The interview roster is impressive — current pros, retired legends, team managers, and cycling industry figures all appear. Fletcher asks questions fans actually want answered rather than generic media queries.
Episode structure is efficient. You get substantial content without excessive padding. Race reviews are timely and focused.
Downsides
Solo hosting means less variety in perspectives compared to The Cycling Podcast’s team approach. When Fletcher is tired or distracted, it shows.
Production quality varies. Some episodes sound professional; others have audio issues. This has improved but remains inconsistent.

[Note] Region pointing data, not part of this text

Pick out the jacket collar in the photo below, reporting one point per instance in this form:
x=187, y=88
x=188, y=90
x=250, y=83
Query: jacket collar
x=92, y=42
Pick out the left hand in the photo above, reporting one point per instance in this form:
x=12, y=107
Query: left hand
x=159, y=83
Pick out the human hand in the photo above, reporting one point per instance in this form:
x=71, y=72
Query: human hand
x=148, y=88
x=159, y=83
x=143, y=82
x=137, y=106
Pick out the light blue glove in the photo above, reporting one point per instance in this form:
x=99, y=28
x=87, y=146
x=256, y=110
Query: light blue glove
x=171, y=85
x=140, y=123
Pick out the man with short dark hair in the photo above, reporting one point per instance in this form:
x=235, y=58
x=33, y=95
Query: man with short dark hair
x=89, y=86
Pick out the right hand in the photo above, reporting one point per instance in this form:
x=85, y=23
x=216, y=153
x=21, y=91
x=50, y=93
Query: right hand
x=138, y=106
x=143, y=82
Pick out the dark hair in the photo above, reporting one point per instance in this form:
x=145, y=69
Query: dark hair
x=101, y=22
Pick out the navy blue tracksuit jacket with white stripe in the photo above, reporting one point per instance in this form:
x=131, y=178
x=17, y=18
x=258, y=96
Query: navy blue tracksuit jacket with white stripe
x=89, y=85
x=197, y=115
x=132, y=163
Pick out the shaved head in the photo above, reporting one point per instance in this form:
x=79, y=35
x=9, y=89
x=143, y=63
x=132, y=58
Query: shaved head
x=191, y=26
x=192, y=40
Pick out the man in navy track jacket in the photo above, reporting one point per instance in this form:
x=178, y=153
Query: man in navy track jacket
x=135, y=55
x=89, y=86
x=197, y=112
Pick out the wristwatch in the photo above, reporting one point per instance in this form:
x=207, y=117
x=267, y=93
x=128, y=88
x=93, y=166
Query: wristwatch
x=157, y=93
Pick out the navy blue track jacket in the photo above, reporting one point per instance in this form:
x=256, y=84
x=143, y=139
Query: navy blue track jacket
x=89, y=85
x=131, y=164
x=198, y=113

Best for: Fans who want quality content in a more casual format. Great for commutes or workouts.
THEMOVE
Hosts: Lance Armstrong, JB Hager, and George Hincapie
Format: Daily episodes during Grand Tours with post-stage analysis. Weekly otherwise.
Tone: Insider perspective, opinionated, American.
What Works
Love him or hate him, Lance Armstrong knows professional cycling from the inside. His tactical analysis during Grand Tours draws on experiences no other podcast host can match. When he explains why a specific attack worked or failed, you’re hearing from someone who made those decisions at the highest level.
George Hincapie adds valuable perspective as a domestique legend. His insights on team dynamics and the unglorious work of supporting a leader are unique.
Probably should have led with this section, honestly — the podcast doesn’t shy away from controversy. Armstrong addresses his past directly and offers unfiltered opinions on current racing that other podcasters avoid.
Downsides
The elephant in the room: Armstrong’s history. Some fans simply won’t listen to anything he produces, and that’s understandable. His perspective is colored by his experiences and public rehabilitation campaign.
Production leans heavily on casual conversation that can feel meandering. Episodes sometimes lack structure.
American cycling coverage dominates when racing isn’t happening. If you’re not interested in US domestic scene, off-season content is less compelling.
Best for: Fans who want tactical insider analysis and can separate Armstrong’s current content from his past.
Worth Mentioning
Watts Occurring: Geraint Thomas’s podcast offers genuine pro peloton insights with Welsh humor. Excellent for Tour de France coverage.
The Bike Shed: GCN’s podcast covers broader cycling topics beyond just pro racing.
VeloNews Fast Talk: More training/science focused but includes pro analysis during Grand Tours.
The Verdict
If you’re choosing just one: The Cycling Podcast for pure quality and depth.
If you want variety: rotate between Lanterne Rouge for interviews and The Cycling Podcast for analysis.
If you want insider tactical perspective and can handle the baggage: add THEMOVE during Grand Tours specifically.
Best combination for obsessive fans: all three during Grand Tours, then The Cycling Podcast plus Lanterne Rouge for off-season.